Of the total data revenue, 48.8 percent came from messaging, 13 percent from content and simple application downloads and 38.2 percent from other business- and consumer-oriented services and content.

"Our research shows that in terms of blended data ARPU, Sprint Nextel, at $8.32, regained its lead over Verizon, now at $7.91, although Verizon remains the leader in terms of total wireless data revenue and data percentage of ARPU among the U.S. national carriers," says Julien Blin, IDC research analyst.

One way to look at the data is that basic communications remain the driver, though content sales are growing.

FMC Not a Slam Dunk

Bad news for fixed mobile supporters: In March 2007, Deutsche Telekom cancelled T-One, its dual-mode WiFi-GSM service in Germany, which it had launched in August 2006. Whatever else the shutdown might mean, it certainly indicates that service providers cannot simply put the service out there, make pricing and handset mistakes, and expect customers to go wild over it.

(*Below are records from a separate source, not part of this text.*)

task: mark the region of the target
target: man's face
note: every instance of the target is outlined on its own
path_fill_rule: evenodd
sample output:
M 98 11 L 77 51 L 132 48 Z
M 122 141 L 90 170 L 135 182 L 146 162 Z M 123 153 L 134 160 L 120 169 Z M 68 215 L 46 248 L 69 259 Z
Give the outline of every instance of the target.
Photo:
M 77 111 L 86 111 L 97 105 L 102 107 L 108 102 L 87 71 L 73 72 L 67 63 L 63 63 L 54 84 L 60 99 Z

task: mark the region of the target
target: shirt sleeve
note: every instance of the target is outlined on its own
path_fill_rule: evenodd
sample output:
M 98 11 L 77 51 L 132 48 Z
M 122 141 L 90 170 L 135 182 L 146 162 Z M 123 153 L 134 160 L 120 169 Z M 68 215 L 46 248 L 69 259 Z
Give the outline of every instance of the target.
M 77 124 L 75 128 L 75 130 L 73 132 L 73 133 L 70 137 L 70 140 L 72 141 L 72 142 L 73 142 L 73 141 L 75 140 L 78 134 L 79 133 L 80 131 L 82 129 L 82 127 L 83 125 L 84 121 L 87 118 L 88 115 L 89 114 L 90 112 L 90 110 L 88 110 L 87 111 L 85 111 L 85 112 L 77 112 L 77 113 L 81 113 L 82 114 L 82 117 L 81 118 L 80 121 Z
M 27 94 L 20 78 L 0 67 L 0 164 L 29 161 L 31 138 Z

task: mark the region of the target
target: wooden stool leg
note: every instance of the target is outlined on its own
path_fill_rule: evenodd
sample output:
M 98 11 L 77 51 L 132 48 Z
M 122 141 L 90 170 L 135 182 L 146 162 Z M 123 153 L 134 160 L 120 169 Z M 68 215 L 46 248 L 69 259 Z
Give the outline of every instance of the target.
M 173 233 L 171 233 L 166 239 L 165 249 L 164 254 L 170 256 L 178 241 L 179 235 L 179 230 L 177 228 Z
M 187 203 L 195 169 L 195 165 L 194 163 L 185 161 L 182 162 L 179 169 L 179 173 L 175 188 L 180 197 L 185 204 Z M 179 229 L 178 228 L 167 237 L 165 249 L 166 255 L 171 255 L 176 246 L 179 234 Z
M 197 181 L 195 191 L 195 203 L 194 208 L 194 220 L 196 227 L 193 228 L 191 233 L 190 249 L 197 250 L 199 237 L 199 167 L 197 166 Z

That’s especially true if there is competent competition. T-One was up against the cheaper T-Mobile home zone services, for one thing. Home zone services are based on tarriffs that encourage use of fixed network connections rather than mobility network when a user is within range of their identified home zone transmitter.

So why did DT’s T-One fail? It failed because it never managed to get enough customers. At the point the service was closed, DT had garnered far fewer than 10,000 customers. In fact, just 2,000 was the final figure, says TeleGeography.

The more important questions are why it failed to stir much customer interest. Observers point to high prices, really limited handset availability, competition from T-Mobile and basic lack of a compelling value relationship. Orange seems to be faring better, but results from other markets suggest the fixed mobile convergence value proposition still isn't broadly embraced.

Maybe all people want is cheaper calling and better reception when inside the home. Service providers can satisfy the first desire by a simple change of billing. The second requires some degree of technology integration. Beyond better reception and cheaper calling, it isn't so clear that lots of people want to converge phone numbers, features and services, beyond directory services.

Maybe all most people want is simply to use their mobile service more places, with acceptable quality, than they now can. Lower prices might also be an issue, but one might suggest users would prefer better coverage even to better prices.